La tecnica inedita ha permesso di ovviare a molte difficoltà incontrate dalle attuali bio-stampanti, ottenendo livelli di risoluzione e fedeltà all’originale mai raggiunti prima. 

Il segreto del successo è dovuto alla scelta del materiale di partenza. I ricercatori hanno utilizzato la struttura tipica dei tessuti connettivi, chiamata matrice extracellulare.  Questo reticolo di proteine o collagene fornisce la struttura e i segnali biochimici necessari alle cellule per svolgere le loro funzioni. L’impresa di ricostruire artificialmente questa complessa struttura non era stata portata a termine con successo fino ad oggi. Perché il collagene possiede alcune proprietà che non lo rendono “stampabile” con gli strumenti attualmente in uso. 

«Il collagene è un biomateriale estremamente richiesto per la stampa 3D perché costituisce letteralmente ogni singolo tessuto del corpo umano. Ciò che rende così difficile la stampa 3D, tuttavia, è che inizia a venire fuori come un fluido, quindi se provi a stamparlo nell’aria formerà solo una pozzanghera sulla piattaforma alla base della costruzione. Quindi abbiamo sviluppato una tecnica che impedisce la sua deformazione», spiega Andrew Hudson, coautore  principale dello studio. 

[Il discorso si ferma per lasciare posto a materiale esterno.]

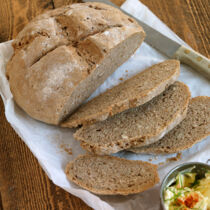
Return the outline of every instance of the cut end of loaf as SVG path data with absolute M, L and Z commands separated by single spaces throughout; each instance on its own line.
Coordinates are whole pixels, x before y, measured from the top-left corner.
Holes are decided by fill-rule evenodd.
M 129 29 L 126 29 L 129 30 Z M 127 34 L 126 39 L 116 42 L 117 45 L 108 51 L 104 58 L 93 69 L 92 74 L 88 75 L 74 90 L 70 100 L 66 102 L 65 112 L 61 121 L 67 118 L 84 100 L 86 100 L 105 79 L 122 65 L 136 51 L 143 41 L 143 33 L 134 29 Z M 116 31 L 117 32 L 117 31 Z M 123 29 L 125 32 L 125 28 Z M 121 33 L 123 33 L 121 32 Z M 110 32 L 111 33 L 111 32 Z M 118 30 L 120 34 L 120 31 Z M 115 43 L 115 44 L 116 44 Z M 125 53 L 126 49 L 126 53 Z M 114 62 L 113 62 L 114 61 Z M 81 94 L 82 93 L 82 94 Z M 72 101 L 74 104 L 72 105 Z
M 159 182 L 156 165 L 112 156 L 79 156 L 65 172 L 80 187 L 104 195 L 140 193 Z

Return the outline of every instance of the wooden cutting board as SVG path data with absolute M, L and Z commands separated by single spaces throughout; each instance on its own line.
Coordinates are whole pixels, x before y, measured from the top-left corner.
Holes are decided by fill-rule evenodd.
M 112 0 L 121 5 L 124 0 Z M 141 0 L 191 47 L 209 57 L 208 0 Z M 71 0 L 0 0 L 0 42 L 13 39 L 37 14 Z M 90 209 L 56 187 L 16 135 L 0 99 L 0 210 Z

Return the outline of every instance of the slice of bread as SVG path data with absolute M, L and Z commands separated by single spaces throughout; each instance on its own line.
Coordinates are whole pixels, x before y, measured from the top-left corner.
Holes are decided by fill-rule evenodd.
M 112 156 L 79 156 L 65 172 L 70 181 L 96 194 L 139 193 L 159 182 L 156 165 Z
M 16 103 L 31 117 L 59 124 L 136 51 L 141 26 L 106 4 L 48 11 L 13 42 L 7 77 Z
M 186 116 L 188 87 L 175 82 L 146 104 L 126 110 L 105 121 L 83 126 L 74 134 L 81 146 L 96 154 L 111 154 L 161 139 Z
M 93 124 L 142 105 L 173 84 L 179 72 L 180 64 L 177 60 L 167 60 L 153 65 L 82 105 L 61 126 L 72 128 Z
M 148 146 L 131 148 L 135 153 L 176 153 L 192 147 L 210 135 L 210 97 L 198 96 L 189 103 L 186 118 L 161 140 Z

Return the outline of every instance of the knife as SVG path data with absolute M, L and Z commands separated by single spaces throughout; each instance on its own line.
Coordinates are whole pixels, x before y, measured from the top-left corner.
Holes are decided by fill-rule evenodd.
M 121 10 L 126 15 L 135 19 L 142 26 L 142 28 L 146 32 L 146 38 L 144 41 L 147 42 L 150 46 L 169 58 L 178 59 L 181 63 L 189 65 L 194 70 L 202 73 L 206 78 L 210 80 L 210 59 L 190 48 L 185 47 L 184 45 L 180 45 L 179 43 L 171 40 L 167 36 L 148 26 L 141 20 L 138 20 L 137 18 L 108 0 L 82 0 L 82 2 L 101 2 Z

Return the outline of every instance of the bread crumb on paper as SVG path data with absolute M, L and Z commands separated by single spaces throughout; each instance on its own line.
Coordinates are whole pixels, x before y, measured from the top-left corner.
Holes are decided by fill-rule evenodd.
M 68 155 L 72 155 L 72 154 L 73 154 L 72 148 L 69 147 L 68 144 L 60 144 L 60 149 L 61 149 L 62 151 L 65 151 Z
M 159 165 L 159 166 L 162 166 L 162 165 L 164 165 L 164 163 L 165 163 L 165 162 L 160 162 L 160 163 L 158 163 L 158 165 Z
M 181 155 L 182 153 L 181 152 L 178 152 L 176 157 L 171 157 L 171 158 L 167 158 L 167 162 L 171 162 L 171 161 L 178 161 L 181 159 Z

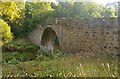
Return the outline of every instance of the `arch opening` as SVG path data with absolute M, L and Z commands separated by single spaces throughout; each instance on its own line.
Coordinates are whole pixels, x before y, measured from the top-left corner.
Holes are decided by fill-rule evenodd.
M 42 35 L 41 47 L 46 52 L 52 52 L 60 49 L 59 39 L 51 27 L 47 27 Z

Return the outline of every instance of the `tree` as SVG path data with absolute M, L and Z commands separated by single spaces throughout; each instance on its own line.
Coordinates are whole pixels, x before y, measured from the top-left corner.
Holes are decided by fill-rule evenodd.
M 11 23 L 20 18 L 22 2 L 0 2 L 0 16 L 4 21 Z
M 9 24 L 15 36 L 19 35 L 20 28 L 24 21 L 23 2 L 0 2 L 0 17 Z
M 38 24 L 52 18 L 53 9 L 49 2 L 26 2 L 23 33 L 31 32 Z
M 115 10 L 113 7 L 104 7 L 100 6 L 99 7 L 99 12 L 101 17 L 114 17 L 115 16 Z
M 100 17 L 98 5 L 95 2 L 76 2 L 74 11 L 76 17 Z
M 120 1 L 118 2 L 118 16 L 120 17 Z
M 59 2 L 52 4 L 55 17 L 89 18 L 113 17 L 115 11 L 112 7 L 98 5 L 95 2 Z
M 54 9 L 54 17 L 73 17 L 73 3 L 72 2 L 59 2 L 59 4 L 52 3 Z
M 0 37 L 2 37 L 0 45 L 4 45 L 12 40 L 13 35 L 11 33 L 10 26 L 2 19 L 0 19 L 0 28 Z

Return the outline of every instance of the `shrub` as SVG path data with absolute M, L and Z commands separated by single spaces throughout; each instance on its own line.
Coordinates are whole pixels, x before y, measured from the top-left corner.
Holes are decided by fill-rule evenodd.
M 10 26 L 2 19 L 0 19 L 0 45 L 4 45 L 12 40 L 13 35 L 11 33 Z

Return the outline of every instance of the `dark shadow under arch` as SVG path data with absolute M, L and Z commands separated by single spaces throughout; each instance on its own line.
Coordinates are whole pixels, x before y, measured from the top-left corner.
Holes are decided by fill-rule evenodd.
M 60 49 L 59 39 L 51 27 L 47 27 L 44 30 L 41 39 L 41 46 L 46 52 L 53 52 L 55 49 Z

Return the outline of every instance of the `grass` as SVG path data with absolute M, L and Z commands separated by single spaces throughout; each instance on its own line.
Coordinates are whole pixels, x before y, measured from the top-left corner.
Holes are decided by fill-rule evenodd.
M 43 57 L 43 58 L 41 58 Z M 117 58 L 41 56 L 32 61 L 3 64 L 3 76 L 12 77 L 117 77 Z
M 23 46 L 24 42 L 26 41 L 22 39 L 22 42 L 18 43 Z M 18 45 L 18 43 L 14 41 L 12 44 Z M 24 44 L 22 45 L 22 43 Z M 83 57 L 77 54 L 63 54 L 58 50 L 54 54 L 47 54 L 40 49 L 36 53 L 3 51 L 2 55 L 2 74 L 4 77 L 119 76 L 118 58 L 116 56 Z
M 28 52 L 4 52 L 2 54 L 3 64 L 18 64 L 24 61 L 34 60 L 36 57 L 32 53 Z

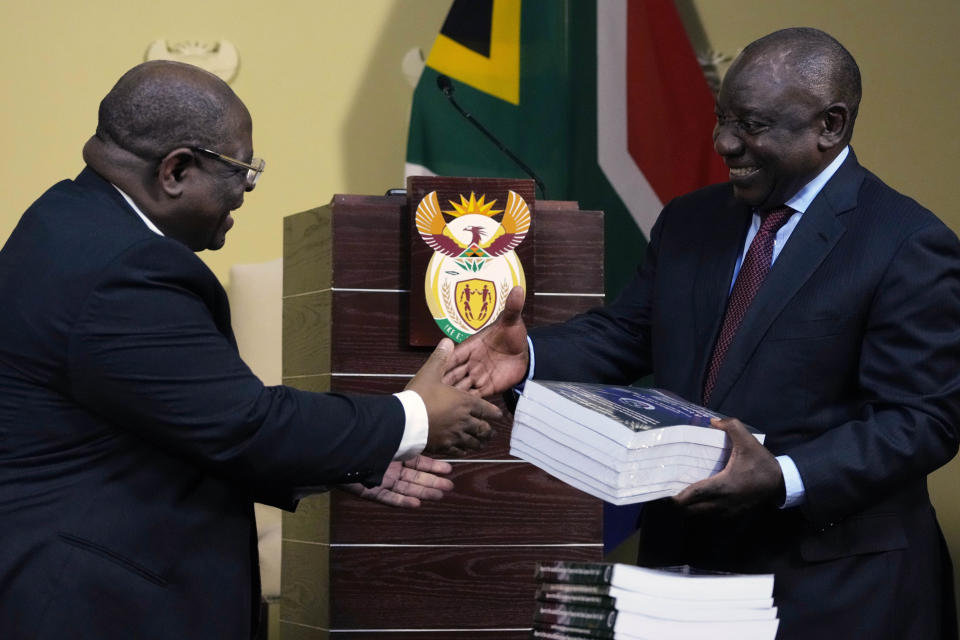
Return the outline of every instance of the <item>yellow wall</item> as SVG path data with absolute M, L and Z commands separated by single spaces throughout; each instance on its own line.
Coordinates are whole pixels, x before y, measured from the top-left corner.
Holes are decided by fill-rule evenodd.
M 402 186 L 412 90 L 400 70 L 425 53 L 450 0 L 2 0 L 0 239 L 52 182 L 81 168 L 97 104 L 158 38 L 235 43 L 233 87 L 254 117 L 268 162 L 227 247 L 201 254 L 229 265 L 280 255 L 280 220 L 342 192 Z M 773 29 L 807 24 L 857 57 L 864 103 L 860 159 L 960 229 L 960 2 L 927 0 L 678 0 L 702 38 L 734 54 Z M 921 10 L 922 8 L 922 10 Z
M 960 229 L 960 2 L 678 0 L 724 53 L 784 26 L 837 36 L 860 62 L 854 144 L 865 165 Z M 52 182 L 82 166 L 100 98 L 155 39 L 227 38 L 240 50 L 234 89 L 268 161 L 227 247 L 229 266 L 280 255 L 284 215 L 333 193 L 401 186 L 411 89 L 403 54 L 429 51 L 449 0 L 2 0 L 0 240 Z M 937 509 L 960 558 L 960 463 L 935 474 Z M 960 572 L 958 572 L 960 574 Z
M 156 39 L 226 38 L 232 86 L 267 161 L 227 246 L 201 256 L 226 281 L 281 254 L 283 216 L 334 193 L 403 186 L 409 49 L 429 52 L 450 0 L 0 0 L 0 242 L 43 190 L 72 178 L 97 105 Z

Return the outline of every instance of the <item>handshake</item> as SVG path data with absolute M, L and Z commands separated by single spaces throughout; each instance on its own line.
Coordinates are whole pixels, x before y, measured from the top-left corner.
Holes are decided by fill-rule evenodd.
M 527 370 L 527 333 L 520 313 L 523 289 L 507 297 L 494 323 L 454 348 L 444 338 L 407 385 L 427 408 L 426 451 L 462 456 L 493 435 L 489 421 L 502 412 L 481 399 L 516 385 Z
M 489 421 L 502 412 L 486 400 L 443 382 L 453 349 L 452 340 L 441 340 L 406 388 L 416 391 L 427 408 L 430 432 L 425 451 L 459 457 L 490 439 L 493 428 Z
M 460 457 L 493 435 L 490 421 L 502 412 L 482 398 L 515 386 L 526 375 L 529 353 L 522 310 L 523 289 L 515 287 L 492 325 L 456 347 L 448 338 L 441 340 L 407 384 L 427 409 L 426 453 Z M 421 500 L 439 500 L 453 489 L 453 483 L 441 477 L 450 471 L 449 463 L 421 455 L 392 462 L 379 486 L 341 488 L 392 506 L 418 507 Z

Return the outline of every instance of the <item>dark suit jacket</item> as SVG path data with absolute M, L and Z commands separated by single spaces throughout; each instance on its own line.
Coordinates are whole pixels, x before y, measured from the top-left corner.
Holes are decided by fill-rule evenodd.
M 729 185 L 668 204 L 615 302 L 531 332 L 536 377 L 625 384 L 653 372 L 700 402 L 750 216 Z M 711 406 L 788 454 L 806 500 L 737 520 L 653 503 L 641 562 L 776 572 L 781 638 L 941 637 L 953 596 L 926 475 L 958 446 L 956 236 L 851 153 L 747 311 Z
M 392 396 L 265 387 L 223 288 L 89 169 L 0 252 L 0 638 L 244 638 L 253 501 L 374 481 Z

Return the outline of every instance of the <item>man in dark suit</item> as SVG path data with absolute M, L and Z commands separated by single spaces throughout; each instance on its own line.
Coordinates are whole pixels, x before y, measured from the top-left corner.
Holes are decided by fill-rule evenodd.
M 250 115 L 189 65 L 127 72 L 87 167 L 24 213 L 0 252 L 0 637 L 249 638 L 254 500 L 344 484 L 415 506 L 499 410 L 444 385 L 442 343 L 385 396 L 265 387 L 218 249 L 253 190 Z M 406 462 L 401 462 L 406 461 Z
M 512 292 L 446 379 L 486 395 L 652 372 L 739 419 L 715 421 L 723 471 L 645 507 L 642 564 L 775 573 L 782 639 L 955 638 L 926 476 L 958 446 L 960 245 L 857 163 L 859 102 L 827 34 L 749 45 L 716 102 L 730 181 L 670 202 L 616 301 L 529 351 Z

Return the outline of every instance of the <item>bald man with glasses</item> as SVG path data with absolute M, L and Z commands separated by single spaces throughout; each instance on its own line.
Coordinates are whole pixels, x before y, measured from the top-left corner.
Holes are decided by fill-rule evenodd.
M 450 465 L 420 452 L 481 446 L 499 410 L 441 382 L 449 341 L 394 395 L 251 373 L 195 255 L 265 167 L 215 76 L 134 67 L 83 157 L 0 251 L 0 638 L 250 638 L 254 501 L 442 497 Z

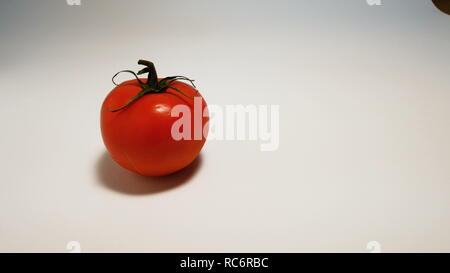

Il metodo di bio-stampa tridimensionale Fresh permette al collagene di depositarsi strato dopo strato in un bagno di materiale gelatinoso all’interno del quale riesce a solidificarsi. Una volta raggiunto lo stato solido, viene rimosso dal supporto semplicemente sciogliendo il gel con il calore. 

In questo modo l’operazione di “liberazione” del collagene non rischia di danneggiarlo. 

«Abbiamo dimostrato di poter riprodurre attraverso la stampante parti del cuore che realmente funzionano partendo dal collagene, come una valvola cardiaca o un piccolo ventricolo che batte. Utilizzando i dati delle immagini di un cuore ottenute con risonanza magnetica siamo stati in grado di riprodurre accuratamente la struttura anatomica specifica del paziente, il collagene e le cellule cardiache umane», ha spiegato Adam Feinberg, tra gli autori dello studio. 

Con la nuova tecnica si possono potenzialmente stampare impalcature di collagene di organi umani in larga scala. E la nuova stampante 3D potrebbe anche “sfornare” altre sostanze utili per il benessere dell’organismo, come la fibrina, l’algina, l’acido ialuronico. Potrebbe trattarsi di una grande rivoluzione per la terapia di molte patologie, anche perché gli scienziati hanno consesso l’accesso libero ai loro progetti, permettendo a chiunque di costruire una bio-stampante tridimensionale di ultima generazione. 

Tra le potenziali applicazioni ci sono interventi nel campo della medicina rigenerativa, dalla riparazione delle ferite alla bioingegnerizzazione di organi e molto altro ancora. «È importante capire che ci sono ancora molti anni di ricerca da fare, ma resta l’entusiasmo per i reali progressi verso la progettazione di tessuti e organi umani funzionali, e questo studio è un passo avanti lungo questa strada», conclude Feinberg.